One important point that came through is the growing concern that massive disease programs, especially HIV/AIDS, are quite likely undermining poor countries' health systems' ability to respond to other health problems. This problem is rightly drawing increased attention among global health funders, including Gates. Throughout the article, though, the Gates Foundation is singled out and taken to task for low levels and stagnant indicators of "societal health." A reader might mistakenly get the impression that Gates programs are the major determinant of health systems performance and outcomes in these countries. Anyone with passing familiarity with health systems in Africa could tell you that, like health systems everywhere, local policy decisions and actions have far more influence than any donor, or even all donors taken together.
But the authors go further. They imply that the disease programs are failures simply because they haven't improved countries' ability to save people from other illnesses. This framing of the problem belies the basic reality of poor country health systems (indeed all health systems): resource scarcity. Since neither Gates nor anyone else can fund everything, they have to choose among the many things they could fund. It may well be that Gates could get more "value for their money" by reallocating their funds from AIDS treatment, to say, treatment of diarrheal disease or respiratory illness. But the article doesn’t acknowledge the need for trade-offs, but rather implies that if you do one thing (in this case, AIDS treatment), you should do everything. This is not a useful foundation for figuring out how to do better health development assistance.
Sprinkled throughout the article are some important points -- the disease focus of development assistance in health is problematic, and increasing. And most of the time, that's a bad thing (my colleague, Ruth Levine, pointed out an important exception in a recent post that vertical delivery of some interventions, such as vaccination, has proven very successful). But Gates is no more, or less, guilty than the rest of the global health funders like USAID, the World Bank, DFID and others.
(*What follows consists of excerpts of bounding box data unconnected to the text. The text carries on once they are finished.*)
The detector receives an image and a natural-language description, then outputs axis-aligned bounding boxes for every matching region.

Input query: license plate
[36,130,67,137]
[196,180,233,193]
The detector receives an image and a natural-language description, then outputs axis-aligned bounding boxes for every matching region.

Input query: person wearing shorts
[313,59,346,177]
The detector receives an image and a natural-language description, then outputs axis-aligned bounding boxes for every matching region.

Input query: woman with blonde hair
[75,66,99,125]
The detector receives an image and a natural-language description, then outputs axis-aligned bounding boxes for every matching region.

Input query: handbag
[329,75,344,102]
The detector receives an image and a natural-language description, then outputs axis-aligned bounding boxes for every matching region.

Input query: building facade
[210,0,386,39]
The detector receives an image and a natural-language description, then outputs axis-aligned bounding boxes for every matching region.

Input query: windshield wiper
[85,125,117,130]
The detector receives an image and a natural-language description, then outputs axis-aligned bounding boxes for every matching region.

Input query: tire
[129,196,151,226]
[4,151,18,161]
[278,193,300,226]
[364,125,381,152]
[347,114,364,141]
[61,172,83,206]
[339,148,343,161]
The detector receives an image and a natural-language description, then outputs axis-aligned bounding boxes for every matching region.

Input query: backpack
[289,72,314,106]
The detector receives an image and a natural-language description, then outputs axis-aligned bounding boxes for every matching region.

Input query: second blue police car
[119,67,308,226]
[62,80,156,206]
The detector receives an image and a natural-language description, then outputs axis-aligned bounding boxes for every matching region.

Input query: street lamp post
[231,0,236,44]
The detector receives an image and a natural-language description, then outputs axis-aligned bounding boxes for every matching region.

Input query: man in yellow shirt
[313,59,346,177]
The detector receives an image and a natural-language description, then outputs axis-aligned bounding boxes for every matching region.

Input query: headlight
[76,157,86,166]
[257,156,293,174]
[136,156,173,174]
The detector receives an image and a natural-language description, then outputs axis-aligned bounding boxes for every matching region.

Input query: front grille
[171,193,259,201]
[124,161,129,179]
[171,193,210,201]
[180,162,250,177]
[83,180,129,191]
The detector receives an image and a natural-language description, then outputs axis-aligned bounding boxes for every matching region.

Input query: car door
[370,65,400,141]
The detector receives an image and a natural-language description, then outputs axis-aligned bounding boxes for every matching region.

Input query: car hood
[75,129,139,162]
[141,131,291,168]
There are many implied "easy solutions" in the article, including: promoting access to primary care interventions by adding to immunization campaigns; relying on international NGOs to run local healthcare systems as a sustainable solution; increasing salaries across the board of public sector health workers to improve productivity and quality; and constraining health worker hiring by donor-funded projects to reduce "brain drain" from government clinics. Unfortunately, these proposed ideas are not grounded in evidence, and are just as likely - if not more so - to generate their own tradeoffs and unintended consequences. So while our thanks should go to the LA times for generating some "heat," and getting us all talking about these important issues -- hopefully more "light" will emerge in time.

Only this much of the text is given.